If you keep the premium variety Red Robin as a shrub in your garden, the layer-method is ideal for uncomplicated reproduction. In this case, you share the care of the offspring with the mother plant. Suitable candidates are one to two-year old shoots in the outer shrub area. Draw these to the ground, mark the point of contact and draw a furrow in the ground using a spade.

Continue in these steps:

  • remove the leaves from the middle part of the layer and dig it in the furrow a few centimetres deep
  • use stones or staples to fix the layer in the ground so the branch will not bounce up
  • tie the shoot tip to a wooden stick
Photinia Fraseri 'Red Robin' in the garden patch
Photinia Fraseri ‘Red Robin’

While the mother plant continues to supply the layer with nutrients, keep the soil slightly moist. During winter, cover the bed with a layer of foliage or brushwood. By the next spring, the shoot will have grown its own root system. If you feel a strong resistance when slightly pulling, the layer can be separated from the mother plant. Either feed the young photinia up in a pot until autumn with a nutrient-rich substrate or plant your pupil instantly at a sunny, warm place.


A care appropriate to the species is rewarded with a photinia which has a high potential of resistance. Nevertheless, a photinia is not completely immune to diseases. It is mainly fungal infections which lead to health problems. Diseases like Venturia, mildew or leaf spots cause unhealthy discoloured leaves which subsequently turn browner, dry and fall off. Household remedies are not effective when there is a heavy infestation.

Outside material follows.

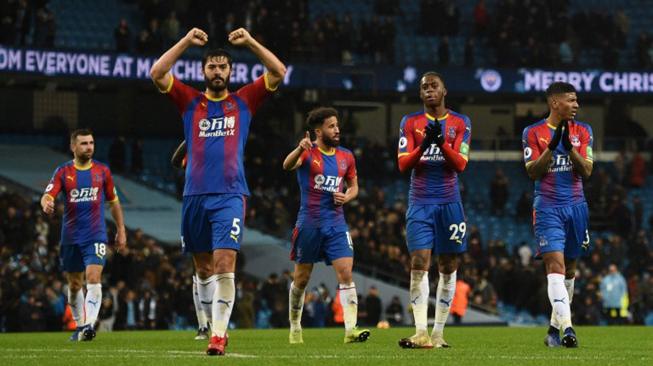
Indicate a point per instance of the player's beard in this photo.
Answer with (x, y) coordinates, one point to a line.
(84, 157)
(330, 142)
(210, 84)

In order to save a Red Robin, first cut out all infected plant parts and dispose them. Then use a fungicide which is approved for use in house gardens and allotments. The Federal Office of Consumer Protection and Food Safety (BVL) runs a public database, which states all permitted plant protection products.

Photinia Fraseri 'Red Robin' with glossy green leaves
Photinia Fraseri ‘Red Robin’


Among the numerous pests in the garden, there are two of the usual suspects that specifically target the Red Robin. In contrast to the infections, which are difficult to fight, there is a good chance to get rid of the plague with natural means.

Weevils (otiorhynchus)

This type of pest infests your photinia with both adult beetles and their larvae. This results in damage to the leaves and the roots which significantly affects the growth and vitality of the plant. An effective countermeasure is Nematodes. These tiny threadworms destroy the pests and you do not need to use a chemical preparation. The nematodes are applied with the watering can or a plant protection syringe.


Aphids have it in for the splendid, bright red shoots. Therefore, keep an eye on the young leaves and check for an infestation with white, green or dark aphids every few days. They sit preferably on the bottom side of the photinia’s leaves in order to drink the sap. A classic solution with soft soaps puts an end to the plague. In addition, environmentally friendly remedies based on rapeseed oil are available in the specialist trade.